Ante una encomienda de días pasados para generar procesos internos para un cliente, recordé lo aprendido años atrás, respecto aquello de que el LIBRO DE OBRA bien utilizado es una herramienta eficaz y eficiente en el complejo desarrollo de una obra en construcción. Algunas sugerencias que creo que a todos los profesionales arquitectos que asumen la difícil tarea de dirigir obras podrán utilizar:
1.- Si bien el libro de obra no es obligatorio en el ámbito de la Ciudad de Buenos Aires, es una práctica sumamente recomendable, para tener la foto exacta de lo que sucede en una obra, dado que la memoria puede jugar una mala pasada con el transcurso del tiempo y las cotidianas cuestiones que requieren resolución.
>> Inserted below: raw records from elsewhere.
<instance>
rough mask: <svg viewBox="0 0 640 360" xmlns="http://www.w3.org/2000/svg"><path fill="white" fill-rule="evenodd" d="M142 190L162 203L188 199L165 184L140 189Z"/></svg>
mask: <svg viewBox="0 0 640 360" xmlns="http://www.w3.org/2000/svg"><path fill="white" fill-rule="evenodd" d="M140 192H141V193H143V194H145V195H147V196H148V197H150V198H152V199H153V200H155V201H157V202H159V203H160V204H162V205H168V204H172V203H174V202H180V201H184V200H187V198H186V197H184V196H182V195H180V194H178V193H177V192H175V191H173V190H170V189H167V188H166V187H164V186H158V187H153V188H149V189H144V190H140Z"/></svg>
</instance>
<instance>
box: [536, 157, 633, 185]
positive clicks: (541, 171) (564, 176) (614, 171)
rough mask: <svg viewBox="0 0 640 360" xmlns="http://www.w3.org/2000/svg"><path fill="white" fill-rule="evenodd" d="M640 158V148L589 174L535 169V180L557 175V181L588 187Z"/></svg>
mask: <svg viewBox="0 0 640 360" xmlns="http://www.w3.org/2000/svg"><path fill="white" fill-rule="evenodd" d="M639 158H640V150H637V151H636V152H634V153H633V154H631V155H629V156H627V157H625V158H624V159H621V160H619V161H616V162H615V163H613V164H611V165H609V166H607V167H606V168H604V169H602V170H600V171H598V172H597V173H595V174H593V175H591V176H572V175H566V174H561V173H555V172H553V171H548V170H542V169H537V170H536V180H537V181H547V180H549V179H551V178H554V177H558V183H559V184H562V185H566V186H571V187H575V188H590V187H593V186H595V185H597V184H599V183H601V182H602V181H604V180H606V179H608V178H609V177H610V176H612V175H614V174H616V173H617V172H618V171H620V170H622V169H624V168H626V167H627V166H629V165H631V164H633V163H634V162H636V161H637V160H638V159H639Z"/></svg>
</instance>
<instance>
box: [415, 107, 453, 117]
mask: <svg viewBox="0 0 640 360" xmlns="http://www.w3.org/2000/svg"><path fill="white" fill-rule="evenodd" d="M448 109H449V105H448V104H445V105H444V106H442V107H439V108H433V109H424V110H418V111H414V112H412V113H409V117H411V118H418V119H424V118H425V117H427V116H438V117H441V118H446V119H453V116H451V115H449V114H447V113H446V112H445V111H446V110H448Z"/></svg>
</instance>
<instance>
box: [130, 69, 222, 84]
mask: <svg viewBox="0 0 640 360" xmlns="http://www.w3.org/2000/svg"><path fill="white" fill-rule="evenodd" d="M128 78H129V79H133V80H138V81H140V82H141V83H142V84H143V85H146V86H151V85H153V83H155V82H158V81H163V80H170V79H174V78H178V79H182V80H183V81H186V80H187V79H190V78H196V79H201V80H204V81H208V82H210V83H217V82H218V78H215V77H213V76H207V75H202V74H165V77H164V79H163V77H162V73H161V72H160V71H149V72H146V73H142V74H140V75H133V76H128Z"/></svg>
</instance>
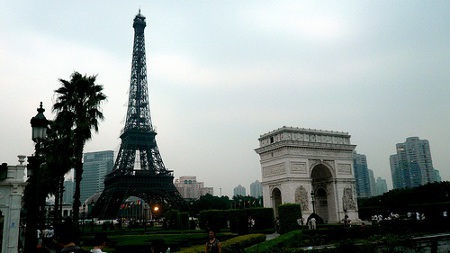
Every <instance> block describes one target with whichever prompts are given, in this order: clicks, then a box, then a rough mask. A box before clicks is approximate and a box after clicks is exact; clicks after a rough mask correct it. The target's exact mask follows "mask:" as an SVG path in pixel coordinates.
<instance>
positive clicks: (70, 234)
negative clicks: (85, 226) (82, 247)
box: [54, 221, 90, 253]
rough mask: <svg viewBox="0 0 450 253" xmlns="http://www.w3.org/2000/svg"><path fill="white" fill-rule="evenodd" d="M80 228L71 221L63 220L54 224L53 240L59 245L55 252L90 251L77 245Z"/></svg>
mask: <svg viewBox="0 0 450 253" xmlns="http://www.w3.org/2000/svg"><path fill="white" fill-rule="evenodd" d="M79 232H80V230H79V229H78V226H76V225H75V224H74V223H72V222H71V221H65V222H62V223H59V224H57V225H56V226H55V236H54V238H55V240H56V242H57V244H58V246H59V248H60V249H59V251H58V250H57V251H56V252H57V253H69V252H70V253H90V252H89V251H87V250H84V249H82V248H81V247H80V246H78V245H77V243H78V240H79V236H80V233H79Z"/></svg>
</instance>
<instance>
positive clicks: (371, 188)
mask: <svg viewBox="0 0 450 253" xmlns="http://www.w3.org/2000/svg"><path fill="white" fill-rule="evenodd" d="M367 171H368V172H369V186H370V196H371V197H372V196H376V195H377V189H376V188H377V187H376V182H375V175H374V173H373V170H371V169H367Z"/></svg>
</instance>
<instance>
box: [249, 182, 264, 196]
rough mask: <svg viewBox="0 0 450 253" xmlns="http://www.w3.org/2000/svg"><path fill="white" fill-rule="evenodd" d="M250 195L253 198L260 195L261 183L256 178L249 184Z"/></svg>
mask: <svg viewBox="0 0 450 253" xmlns="http://www.w3.org/2000/svg"><path fill="white" fill-rule="evenodd" d="M250 196H252V197H255V198H259V197H261V196H262V185H261V182H259V181H258V180H256V181H255V182H253V183H251V184H250Z"/></svg>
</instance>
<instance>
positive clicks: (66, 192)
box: [63, 180, 75, 204]
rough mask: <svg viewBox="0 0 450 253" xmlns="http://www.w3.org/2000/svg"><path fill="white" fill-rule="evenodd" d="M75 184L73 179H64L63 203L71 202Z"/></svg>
mask: <svg viewBox="0 0 450 253" xmlns="http://www.w3.org/2000/svg"><path fill="white" fill-rule="evenodd" d="M74 187H75V184H74V182H73V180H66V181H64V193H63V204H72V203H73V193H74Z"/></svg>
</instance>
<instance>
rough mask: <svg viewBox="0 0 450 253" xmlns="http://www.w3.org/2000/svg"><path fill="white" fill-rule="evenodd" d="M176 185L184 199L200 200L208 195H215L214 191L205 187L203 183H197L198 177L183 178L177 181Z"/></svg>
mask: <svg viewBox="0 0 450 253" xmlns="http://www.w3.org/2000/svg"><path fill="white" fill-rule="evenodd" d="M174 185H175V187H176V188H177V190H178V192H180V194H181V196H182V197H183V198H184V199H198V198H200V196H203V195H206V194H207V193H209V194H211V195H213V194H214V189H213V188H212V187H205V186H204V185H205V184H204V183H203V182H197V177H196V176H182V177H180V178H179V179H176V180H175V183H174Z"/></svg>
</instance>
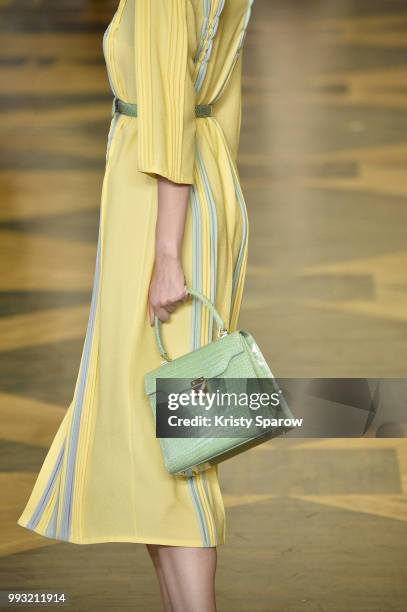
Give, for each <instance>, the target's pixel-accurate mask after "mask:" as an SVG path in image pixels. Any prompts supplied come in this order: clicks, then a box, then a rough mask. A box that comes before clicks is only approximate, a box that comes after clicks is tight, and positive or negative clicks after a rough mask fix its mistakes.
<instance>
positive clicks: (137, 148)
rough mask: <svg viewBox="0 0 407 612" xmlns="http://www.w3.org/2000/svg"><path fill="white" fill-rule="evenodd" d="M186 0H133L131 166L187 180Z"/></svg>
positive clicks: (190, 134)
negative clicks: (132, 123) (133, 135)
mask: <svg viewBox="0 0 407 612" xmlns="http://www.w3.org/2000/svg"><path fill="white" fill-rule="evenodd" d="M186 4H187V0H136V14H135V19H136V25H135V39H136V40H135V53H136V58H135V59H136V68H135V70H136V87H137V114H138V118H137V121H138V124H137V169H138V170H139V171H141V172H147V173H148V174H152V175H157V174H158V175H161V176H164V177H166V178H168V179H169V180H171V181H174V182H175V183H190V184H191V183H193V173H194V163H195V135H196V119H195V89H194V85H193V82H192V78H191V67H190V64H189V60H188V23H187V7H186Z"/></svg>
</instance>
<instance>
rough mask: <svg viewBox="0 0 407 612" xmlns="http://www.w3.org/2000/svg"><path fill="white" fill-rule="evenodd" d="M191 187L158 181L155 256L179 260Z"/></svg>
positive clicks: (178, 184)
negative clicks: (171, 258) (157, 197)
mask: <svg viewBox="0 0 407 612" xmlns="http://www.w3.org/2000/svg"><path fill="white" fill-rule="evenodd" d="M190 188H191V185H189V184H178V183H173V182H172V181H169V180H168V179H166V178H164V177H159V179H158V213H157V223H156V235H155V256H156V260H157V259H162V258H163V257H164V258H166V257H169V258H173V259H178V260H180V259H181V252H182V240H183V236H184V229H185V219H186V212H187V208H188V200H189V193H190Z"/></svg>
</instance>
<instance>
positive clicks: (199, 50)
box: [194, 0, 211, 64]
mask: <svg viewBox="0 0 407 612" xmlns="http://www.w3.org/2000/svg"><path fill="white" fill-rule="evenodd" d="M203 3H204V11H203V12H204V18H203V21H202V28H201V38H200V40H199V45H198V49H197V51H196V54H195V58H194V62H195V64H196V63H197V62H198V60H199V57H200V55H201V52H202V47H203V43H204V40H205V39H206V36H207V33H208V26H209V15H210V13H211V0H203Z"/></svg>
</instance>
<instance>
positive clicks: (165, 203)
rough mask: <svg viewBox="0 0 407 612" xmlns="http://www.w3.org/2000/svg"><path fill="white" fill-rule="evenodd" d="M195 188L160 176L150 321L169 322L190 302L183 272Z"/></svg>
mask: <svg viewBox="0 0 407 612" xmlns="http://www.w3.org/2000/svg"><path fill="white" fill-rule="evenodd" d="M190 188H191V185H190V184H182V183H174V182H172V181H170V180H168V179H166V178H164V177H162V176H159V177H158V212H157V222H156V232H155V263H154V271H153V274H152V277H151V282H150V289H149V304H148V308H149V318H150V324H151V325H153V324H154V315H156V316H157V317H158V318H159V319H160V320H161V321H167V320H168V318H169V316H170V313H172V312H174V310H175V308H176V307H177V305H179V304H180V303H182V302H183V301H185V300H186V299H187V297H188V296H187V293H186V289H185V276H184V271H183V269H182V261H181V255H182V240H183V236H184V229H185V219H186V212H187V207H188V200H189V192H190Z"/></svg>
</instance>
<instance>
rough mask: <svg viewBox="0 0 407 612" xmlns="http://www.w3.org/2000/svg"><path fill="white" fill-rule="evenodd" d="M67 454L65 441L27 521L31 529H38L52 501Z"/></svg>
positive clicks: (62, 445) (27, 525)
mask: <svg viewBox="0 0 407 612" xmlns="http://www.w3.org/2000/svg"><path fill="white" fill-rule="evenodd" d="M64 455H65V443H64V444H63V445H62V448H61V450H60V451H59V453H58V457H57V460H56V462H55V465H54V468H53V470H52V472H51V475H50V477H49V479H48V483H47V485H46V486H45V488H44V491H43V494H42V496H41V498H40V500H39V502H38V504H37V507H36V508H35V510H34V512H33V513H32V515H31V518H30V520H29V521H28V522H27V527H28V528H29V529H36V527H37V525H38V523H39V522H40V520H41V518H42V516H43V513H44V511H45V509H46V508H47V506H48V505H49V503H50V500H51V498H52V495H53V494H54V491H55V486H56V483H57V481H58V477H59V475H60V473H61V468H62V462H63V458H64ZM55 506H57V504H55Z"/></svg>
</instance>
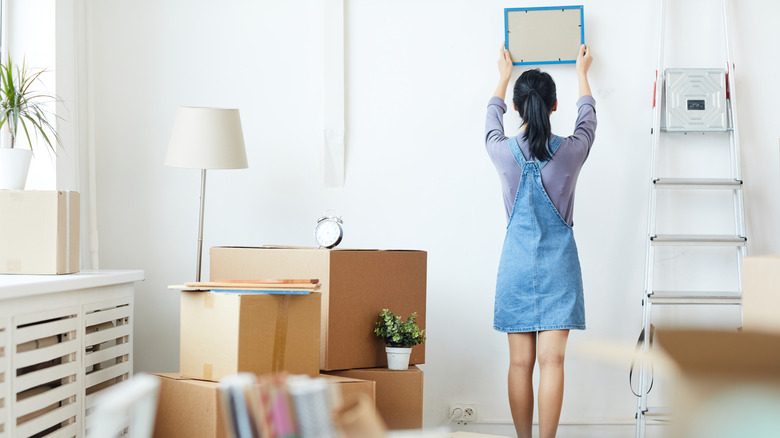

2.- Como no resulta obligatorio, existe una absoluta libertad de formas. Puede ser físico o generarse de modo virtual. Puede contener no sólo diagramas, croquis y detalles técnicos, también fotografías o incluso videos de situaciones que merezcan ser relevadas. Recomiendo que se genere por triplicado y debidamente foliado. Cada Orden de Servicio o Nota de Pedido que se imparta firmada por el destinatario, y extrayéndose la copia correspondiente para que quede en su poder. También es de uso y costumbre que el libro de obra permanezca en la misma y sea custodiado por el Director de Obras o la persona que el designe en obras.
3.- Siempre que como Director de Obras emita una Orden de Servicio en el libro, recomiendo se utilice un lenguaje claro, preciso y se estipulen plazos y apercibimientos hacia el contratista al que se dirija la misma. No olvide fechar la Orden que emita y firmarla.
4.- Aproveche el libro para dejar constancia mediante actas del estado de muros linderos, fincas linderas, reclamos de vecinos, obras precarias o clandestinas que pueda verificar luego de finalizadas las criticas etapas de demolición y excavación. Incorpore fotografías, actas que reciba del GCBA, notas de reclamos de vecinos, etc.
5.- Gestione a través del libro la constancia de lo que se resuelva en reuniones de coordinación de trabajos y tareas con gremios y proveedores. Haga firmar dichas actas por todos los presentes.
6.- Labre las actas de recepciones provisorias y definitivas en el libro, y de resultar posible adjunte a las mismas copias de las garantías de productos, instalaciones, etc. Cuando la parte de la obra que se reciba lo sea en carácter provisorio, enliste, numere y fotografié las cuestiones que el contratista deba corregir/rehacer/o finalizar. Fije plazos razonables para el cumplimiento.
7.- Cuando determine, que algún material deba ser testeado o sometido a algún tipo de prueba, adjunte los resultados de tales pruebas al libro y determine con precisión que sucede con las tareas en obra mientras se lleven a cabo las pruebas.
8.- Si bien en materia de seguridad e higiene en obras, usted cuenta con un técnico responsable de la obra, obre conforme su conocimiento técnico y utilice el libro para hacer cumplir de modo permanente y adecuado en las obras y hacia terceros los reglamentos pertinentes en la materia, lo cuál le evitará futuros dolores de cabeza.
9.- Dado que usted no se encuentra de modo permanente en obras, utilice realmente el libro para impartir ordenes, dar directivas, corregir defectos y desperfectos, mandar a suspender tareas, rehacerlas, exigir cumplimiento de plazos y cronogramas y asegúrese de que las Ordenes de Servicio por usted impartidas sean recibidas y firmadas por el contratista de obras. Es la extensión de su mano profesional, como sostenía el prestigioso especialista en la materia, Dr.Daniel E. Butlow.
10.- Proceda también a firmar y responder las Notas de Pedido que el contratista genere poniendo su mayor empeño en brindar respuestas conforme su conocimiento y criterio profesional.
Reitero, aunque no resulte obligatorio sugiero que si va a emprender una obra privada
utilice un libro de obra como herramienta que le permita a usted en el futuro cubrir su responsabilidad profesional, frente a su comitente y a terceros, teniendo una prueba real y fidedigna del proceso de ejecución de la obra y el alcance de sus labores como Director de Obras. Recuerde que usted no sólo es los ojos del comitente en la obra, sino también resulta su guardián y por ello responsable civil de lo que allí suceda.